В нашей совместной статье «Клиническая танатология и психотерапия: раздумья над помощью умирающему», ставшей итогом этой работы, следующие моменты представляются наиболее существенными:

1. Цели психотерапии в танатологии отличаются от тех, что ставятся обычно. Они проще и в значительной мере направлены на поддержание душевного комфорта. В ходе этой психотерапии меньше внимания обращается на различные формы зависимости и характерологические особенности клиента.

2. Правила психотерапии в танатологии отличаются от общепринятых прежде всего тем, что терапевту позволительно действовать с большей быстротой и достигать более глубокого и более надежного переноса.

3. Терапевту приходится быть более гибким, чем в случаях обычной психотерапии, и при необходимости прибегать к обсуждению историй из жизни клиента, простой беседе, коммуникативному молчанию и уменьшающей тревогу релаксации.
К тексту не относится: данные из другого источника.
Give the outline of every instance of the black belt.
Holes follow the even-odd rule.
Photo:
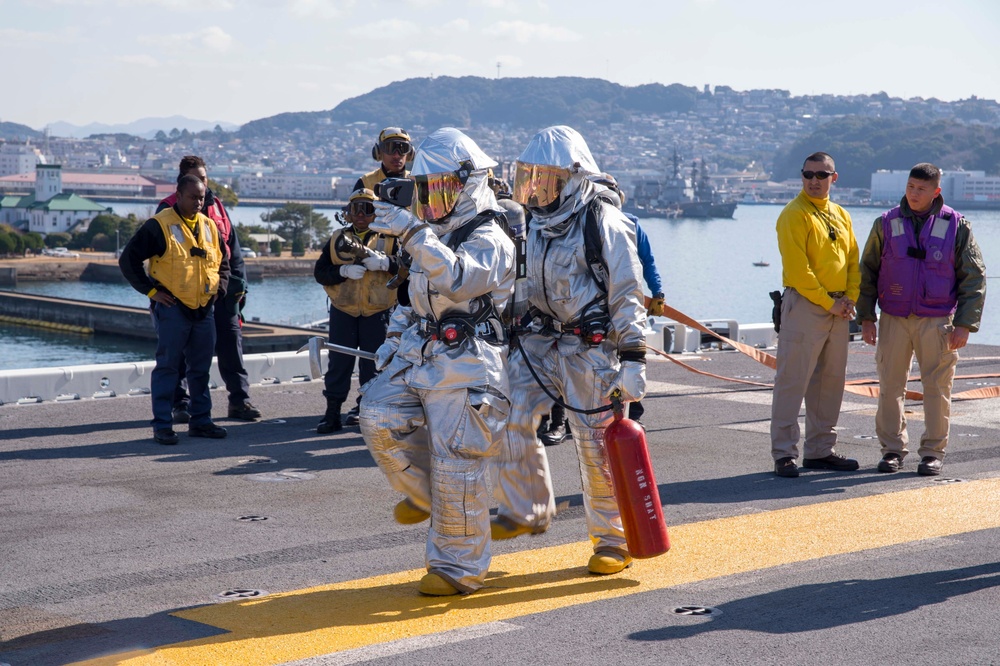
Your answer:
[[[536,313],[535,320],[541,324],[541,333],[559,336],[572,335],[581,338],[591,346],[599,345],[608,337],[611,330],[611,318],[606,315],[588,317],[574,322],[561,322],[549,315]]]
[[[503,328],[497,328],[492,320],[475,323],[471,317],[452,316],[441,321],[421,317],[417,323],[418,330],[431,340],[441,340],[449,345],[457,345],[466,337],[474,336],[493,344],[506,342],[507,336]]]
[[[830,298],[843,298],[846,293],[846,291],[828,291],[826,295]]]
4. Терапия фокусируется на доброжелательной интервенции в форме мягких толкований, суггестивных воздействий, советов (если в них нуждаются) и практической помощи в палате.

5. Оказываются полезными встречи с супругом (супругой) и детьми больного, при этом терапевт выступает в роли доверенного лица пациента по различным вопросам.

6. Работа по достижению полного психоаналитического отреагирования, а также глубинная проработка переживаний не находятся в фокусе внимания терапевта, поскольку обе стороны понимают, что, в силу обстоятельств, терапевтический процесс с психологической точки зрения может не завершиться.